Most homeowners should consider purchasing a home warranty when they buy a house; its a very useful financial tool to have in their real estate toolbox. In case there is a major (or even minor) breakdown in the house after the sale is completed (an electrical system burns out, a water heater breaks down), a home warranty policy assists the homebuyer in paying the bill or replacing the system. How much of the bill is paid is determined by the coverage on the home warranty policy one selects; this is one of several points to consider in choosing a home warranty company.
First, one should choose a company that is properly licensed; most warranty companies must have their records available on file or on the internet, and this is a good chance, when checking the state licensure, to see if the company has any registered complaints or ongoing problems with consumers. Most states, including California, maintain a Department of Insurance that licenses the company one is considering, and state websites provide the needed information.
Next, in choosing a company, one should consider its fees (with many consumers, how much it costs is the first if not the only consideration). Most home warranty company businesses will charge a single flat fee for their services, such as repair visits; this is usually in direct proportion to the expense of the policy. The larger and more expensive the policy, the less is charged as a service fee, as a general rule.
With that in mind, some consumers may want to go out of pocket initially for a larger fee, and obtain the services needed to repair the home at minimal cost; some insurers, particularly those of newer homes, prefer to pay a smaller amount on the initial home warranty and risk the possibility of higher service fees later on.

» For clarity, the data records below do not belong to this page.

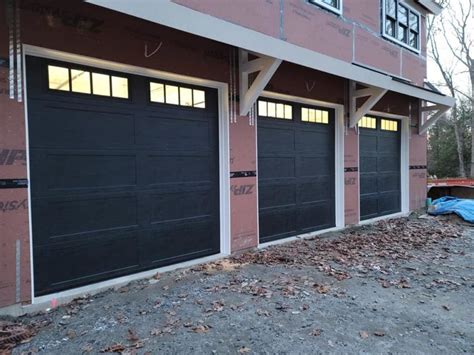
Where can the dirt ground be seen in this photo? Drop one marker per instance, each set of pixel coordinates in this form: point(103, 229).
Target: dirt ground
point(401, 286)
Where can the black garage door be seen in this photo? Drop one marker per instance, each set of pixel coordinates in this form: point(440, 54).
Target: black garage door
point(124, 173)
point(295, 169)
point(379, 142)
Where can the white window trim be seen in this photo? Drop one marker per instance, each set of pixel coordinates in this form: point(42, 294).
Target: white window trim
point(393, 39)
point(329, 7)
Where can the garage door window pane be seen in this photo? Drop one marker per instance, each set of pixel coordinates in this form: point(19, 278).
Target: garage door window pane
point(172, 95)
point(271, 109)
point(157, 92)
point(368, 122)
point(312, 115)
point(288, 112)
point(199, 99)
point(262, 108)
point(81, 81)
point(120, 87)
point(186, 97)
point(389, 125)
point(100, 84)
point(58, 78)
point(280, 111)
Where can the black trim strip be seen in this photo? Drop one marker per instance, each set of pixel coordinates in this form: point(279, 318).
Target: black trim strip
point(237, 174)
point(13, 183)
point(4, 62)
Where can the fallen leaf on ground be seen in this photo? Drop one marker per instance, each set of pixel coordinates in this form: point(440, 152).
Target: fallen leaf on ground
point(363, 334)
point(244, 350)
point(114, 348)
point(201, 329)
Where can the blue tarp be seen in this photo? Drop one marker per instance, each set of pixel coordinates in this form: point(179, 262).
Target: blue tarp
point(462, 207)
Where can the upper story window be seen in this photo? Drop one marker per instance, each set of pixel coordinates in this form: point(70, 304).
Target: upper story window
point(332, 5)
point(401, 24)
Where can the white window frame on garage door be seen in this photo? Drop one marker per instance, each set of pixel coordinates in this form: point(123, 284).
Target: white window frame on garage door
point(404, 166)
point(338, 163)
point(224, 164)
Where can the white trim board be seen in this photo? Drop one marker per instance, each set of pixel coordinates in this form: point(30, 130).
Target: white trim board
point(200, 24)
point(42, 303)
point(338, 156)
point(224, 162)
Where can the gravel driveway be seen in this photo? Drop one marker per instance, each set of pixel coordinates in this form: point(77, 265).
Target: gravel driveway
point(402, 286)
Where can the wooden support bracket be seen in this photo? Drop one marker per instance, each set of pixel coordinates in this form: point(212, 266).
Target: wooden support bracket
point(438, 112)
point(266, 66)
point(373, 93)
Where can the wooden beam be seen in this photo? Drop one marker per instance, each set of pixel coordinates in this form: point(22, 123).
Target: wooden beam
point(440, 112)
point(266, 66)
point(374, 94)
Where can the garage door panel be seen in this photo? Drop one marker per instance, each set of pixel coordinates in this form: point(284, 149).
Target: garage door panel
point(388, 164)
point(59, 127)
point(369, 143)
point(380, 184)
point(389, 202)
point(274, 139)
point(317, 190)
point(368, 164)
point(314, 166)
point(389, 145)
point(174, 133)
point(64, 265)
point(181, 205)
point(315, 216)
point(388, 182)
point(179, 168)
point(118, 185)
point(277, 194)
point(303, 153)
point(369, 206)
point(368, 183)
point(277, 223)
point(313, 141)
point(179, 241)
point(88, 170)
point(76, 216)
point(276, 166)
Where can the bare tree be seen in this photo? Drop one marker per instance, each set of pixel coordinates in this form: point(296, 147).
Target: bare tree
point(452, 31)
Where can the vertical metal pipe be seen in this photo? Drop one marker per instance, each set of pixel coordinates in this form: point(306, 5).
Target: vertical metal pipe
point(19, 68)
point(18, 272)
point(234, 84)
point(11, 49)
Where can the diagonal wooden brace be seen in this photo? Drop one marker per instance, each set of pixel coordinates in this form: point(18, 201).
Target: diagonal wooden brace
point(439, 112)
point(266, 66)
point(373, 93)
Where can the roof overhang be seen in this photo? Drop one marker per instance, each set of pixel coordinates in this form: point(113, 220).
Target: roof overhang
point(185, 19)
point(433, 7)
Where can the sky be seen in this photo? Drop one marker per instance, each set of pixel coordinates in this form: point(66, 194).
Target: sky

While one is researching companies and policies, it only makes sense to fully analyze the policies being offered online, in order to be sure that they give the specific coverage the homeowner wants. For example, one company may guarantee replacement or repair fees for appliances such as refrigerators and dishwashers as part of their standard coverage; another may require a supplemental policy before issuing protection for these items.
While one is researching, one should be sure to check the fine printthere may be caps to the coverage that stop at a certain point that the homeowner finds unacceptable. A policy covering a water heater for up to $200 only (yes, they exist out there, and they have a lot of fine print) would be completely unsuitable for the repair and replacement of most hot water heaters.
Finally, one should consider the internet a great browsing tool for finding the best warranty for ones particular situation. For example, Angie's List (a consumers best friend for most purchasable items, since it contains user reviews for numerous products) is an excellent resource.
Just a quick visit to that site gives a plethora of good tips. One question asked by a consumer regarding home warranty of his roof disclosed some excellent information (one cannot warranty pre-existing conditions is one point made; an already-leaky roof, once documented, cannot be given a warranty for repairs), while another response detailed the best points that every home warranty should have (protection from the expenses of large repairs, most appliances covered, one call service charge, full replacement and ongoing, renewable protection).
A homeowner is going to be in his home for a good long time; it only makes sense for that homeowner to research his/her options in a home warranty company, and select the best and most complete (and economically feasible) coverage for the home and its repairs.